Besides, have you seen what happens when engineers drive product design? There are situations where those products are appropriate but we're talking about mainstream PCs here. Sure, elements were ripped off from Xerox, sure you can probably dig up earlier, better technical implementations of most of this tech. The thing that matters, and the reason we're still talking about it, is that Apple brought it into your grandmother's living room.

Comment Re:Nice to See Macs are Up (Score 1) 564

No. No it's not. Keep telling yourself that. You're defending that world view because if it's true, it takes the specialness out of that Mac you purchased, plus it makes you look like a fool who paid too much for your Mac. Which you are because it's true.

Wow. That wasn't a pro-Apple statement in any way, just points out that a mass-market computer is more than a box full of parts. Apple's computers are a completely different OS and software ecosystem. An Apple computer and a Windows computer are functionally quite different.
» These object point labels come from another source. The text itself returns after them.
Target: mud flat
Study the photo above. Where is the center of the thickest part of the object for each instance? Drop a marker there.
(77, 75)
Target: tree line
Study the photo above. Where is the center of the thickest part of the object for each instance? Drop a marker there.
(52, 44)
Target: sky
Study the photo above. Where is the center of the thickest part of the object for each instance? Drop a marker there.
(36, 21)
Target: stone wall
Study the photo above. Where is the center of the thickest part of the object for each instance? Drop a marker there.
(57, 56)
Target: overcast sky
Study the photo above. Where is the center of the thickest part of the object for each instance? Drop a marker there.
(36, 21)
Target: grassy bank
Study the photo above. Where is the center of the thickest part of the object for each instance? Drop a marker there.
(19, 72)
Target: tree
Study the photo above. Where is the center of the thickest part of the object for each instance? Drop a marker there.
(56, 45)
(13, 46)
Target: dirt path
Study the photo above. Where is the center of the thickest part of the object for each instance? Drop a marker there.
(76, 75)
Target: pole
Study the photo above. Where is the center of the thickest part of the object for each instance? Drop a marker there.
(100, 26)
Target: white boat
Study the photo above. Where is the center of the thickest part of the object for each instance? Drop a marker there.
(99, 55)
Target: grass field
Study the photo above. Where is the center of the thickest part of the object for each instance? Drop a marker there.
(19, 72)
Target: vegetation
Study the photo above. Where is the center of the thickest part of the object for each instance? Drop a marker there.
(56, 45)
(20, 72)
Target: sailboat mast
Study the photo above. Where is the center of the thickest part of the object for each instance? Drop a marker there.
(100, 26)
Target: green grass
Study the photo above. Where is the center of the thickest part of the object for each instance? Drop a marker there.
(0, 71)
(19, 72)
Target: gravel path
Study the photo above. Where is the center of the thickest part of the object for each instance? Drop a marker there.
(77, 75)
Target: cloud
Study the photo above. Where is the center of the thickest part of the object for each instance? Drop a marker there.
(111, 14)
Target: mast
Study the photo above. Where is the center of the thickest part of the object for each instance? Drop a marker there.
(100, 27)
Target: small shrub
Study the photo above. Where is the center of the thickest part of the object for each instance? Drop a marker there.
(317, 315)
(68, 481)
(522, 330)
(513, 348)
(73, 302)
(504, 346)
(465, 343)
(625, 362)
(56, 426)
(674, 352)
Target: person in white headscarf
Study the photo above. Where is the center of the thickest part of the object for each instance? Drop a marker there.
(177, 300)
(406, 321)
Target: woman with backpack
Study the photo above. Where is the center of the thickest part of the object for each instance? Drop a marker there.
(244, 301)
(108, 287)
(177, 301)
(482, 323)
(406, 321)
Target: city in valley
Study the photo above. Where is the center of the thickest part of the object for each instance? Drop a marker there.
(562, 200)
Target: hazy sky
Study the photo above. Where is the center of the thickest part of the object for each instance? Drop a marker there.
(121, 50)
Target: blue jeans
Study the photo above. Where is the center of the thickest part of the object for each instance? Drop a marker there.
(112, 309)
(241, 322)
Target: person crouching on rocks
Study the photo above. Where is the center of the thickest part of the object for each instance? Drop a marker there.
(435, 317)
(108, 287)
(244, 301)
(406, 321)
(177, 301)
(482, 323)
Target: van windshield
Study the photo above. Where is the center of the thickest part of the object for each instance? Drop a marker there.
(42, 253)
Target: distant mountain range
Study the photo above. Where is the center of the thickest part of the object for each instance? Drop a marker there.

Primarily a Linux user, BTW.

Comment Re:Fine, just give us back the ThinkPad (Score 1) 106

I moved away from ThinkPads after several generations for the same reason. Recent high end Latitudes (keyboard) and EliteBooks (everything else) outshine current ThinkPads for me, and I indeed moved to an EliteBook.

Why, oh why, can't anyone get the pointing stick/buttons right, though? Lenovo had it nailed right through the T61. All they had to do was not dick with it.